Service Act (for ease of reference, Biologics Act) defines “biological product” to mean “a virus,

therapeutic serum, toxin, antitoxin, vaccine, blood, blood component or derivative, allergenic

product, protein, or analogous product . . . applicable to the prevention, treatment, or cure of a

disease or condition of human beings.” 42 U.S.C. § 262(i)(1). This definition has changed over

time. Although it previously excluded proteins that were “chemically synthesized,” Congress

revised it in 2019 to include all proteins, regardless of their origin. Compare id. § 262(i)(1) (2012)

(defining “biological product” to include “protein (except any chemically synthesized

polypeptide)”), with id. § 262(i)(1) (2020) (defining the term to include “protein” without

exception); Further Consolidated Appropriations Act of 2020, Pub. L. No 116-94, § 605, 133 Stat.

2534, 3127 (Dec. 20, 2019). The FDA since promulgated a rule to define a “protein” as “any alpha

amino acid polymer with a specific, defined sequence that is greater than 40 amino acids in size”

where the “amino acid chains . . . are associated with each other in a manner that occurs in nature.”

21 C.F.R. § 600.3(h)(6).

The Biologics Act contains two pathways for approving products that qualify as biological

products. First, a company that seeks to market a new biological product may submit to the FDA

a biological license application (BLA). 42 U.S.C. § 262(a)(1). The agency may approve that

application upon finding that the product is “safe, pure, and potent,” usually shown through clinical

trials, and that its production facility is “designed to assure” that quality. Id. § 262(a)(1)(C).
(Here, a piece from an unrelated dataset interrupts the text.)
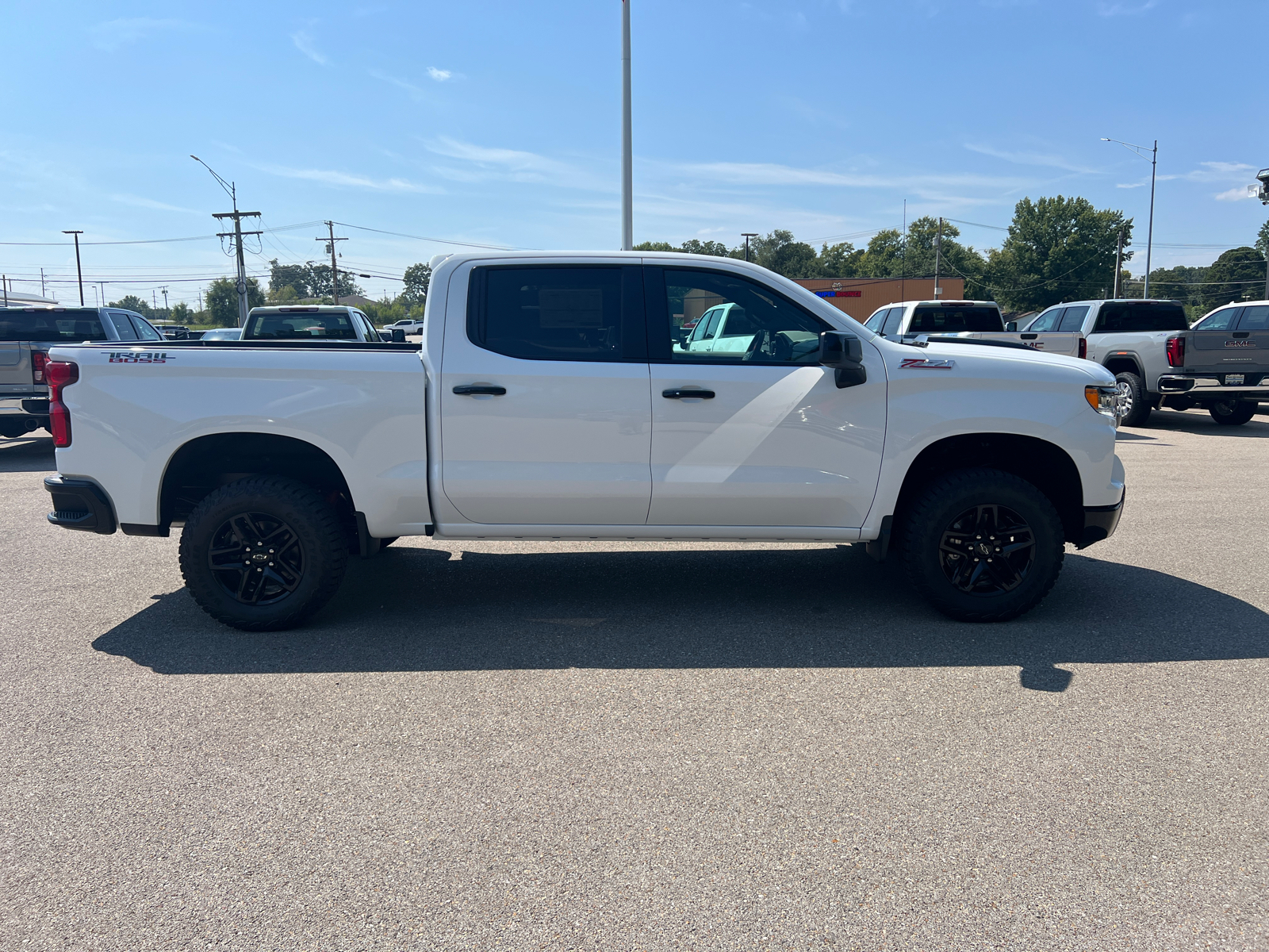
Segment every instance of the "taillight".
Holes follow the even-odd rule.
[[[44,360],[44,378],[48,381],[48,429],[53,433],[55,447],[71,444],[71,411],[62,402],[62,387],[79,380],[79,364],[70,360]]]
Second, like the Drug Act, the Biologics Act also offers an abbreviated application process: when

a company seeks to market a product that is “biosimilar” to or “interchangeable” with a product

that has already been approved, it may submit an abbreviated biological license application

3 (ABLA). Id. § 262(k). For this purpose, one product is “biosimilar” to another if it is “highly

similar” to that product and if “there are no clinically meaningful differences” between the

products “in terms of the safety, purity, and potency.” Id. § 262(i)(2). Likewise, one product is

“interchangeable” with another if it is “biosimilar” to that product and if it “can be expected to

produce the same clinical result . . . in any given patient.” Id. § 262(k)(4)(A). The FDA may

approve an ABLA upon finding sufficient evidence of either biosimilarity or interchangeability.
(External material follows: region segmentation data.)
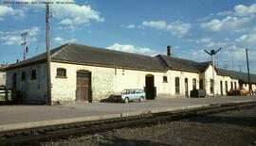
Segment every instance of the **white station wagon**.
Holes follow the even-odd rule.
[[[123,89],[120,94],[114,94],[113,100],[122,101],[124,103],[129,103],[130,101],[139,101],[143,102],[146,98],[146,94],[142,89]]]

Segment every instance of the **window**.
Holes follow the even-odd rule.
[[[226,88],[226,92],[229,91],[229,89],[228,89],[228,81],[225,82],[225,88]]]
[[[203,79],[200,79],[200,81],[199,81],[199,89],[204,89],[204,80]]]
[[[7,77],[7,74],[3,74],[3,79],[6,79],[6,77]]]
[[[31,72],[31,80],[35,80],[36,79],[36,70],[32,70]]]
[[[167,83],[167,76],[163,76],[163,83]]]
[[[196,89],[196,79],[192,79],[192,89]]]
[[[210,79],[210,93],[213,93],[213,84],[214,84],[213,79]]]
[[[175,77],[175,93],[179,93],[179,77]]]
[[[22,72],[22,81],[26,80],[26,72]]]
[[[58,68],[56,77],[66,78],[66,70],[64,68]]]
Id. § 262(k)(3). But, unlike for other drugs, biological products that do not qualify as biosimilar

or interchangeable have no intermediate pathway that would enable an applicant to rely on another

listed biological product’s clinical studies. See Hr’g Tr. at 25, 27.

iii. Biologics Price Competition and Innovation Act of 2009

Whether a new drug qualifies as a biological product has several implications. First, as

suggested above, that classification determines whether the drug is subject to the general approval

regime in § 505 of the Drug Act or the more specific regime in the Biologics Act. See 42 U.S.C.

§ 262(j) (providing that biological products approved under the Biologics Act do not also require

approval under § 505). The question also determines whether licensing a generic version of the

drug requires filing an ANDA or an ABLA, and thus the legal standard the generic must satisfy.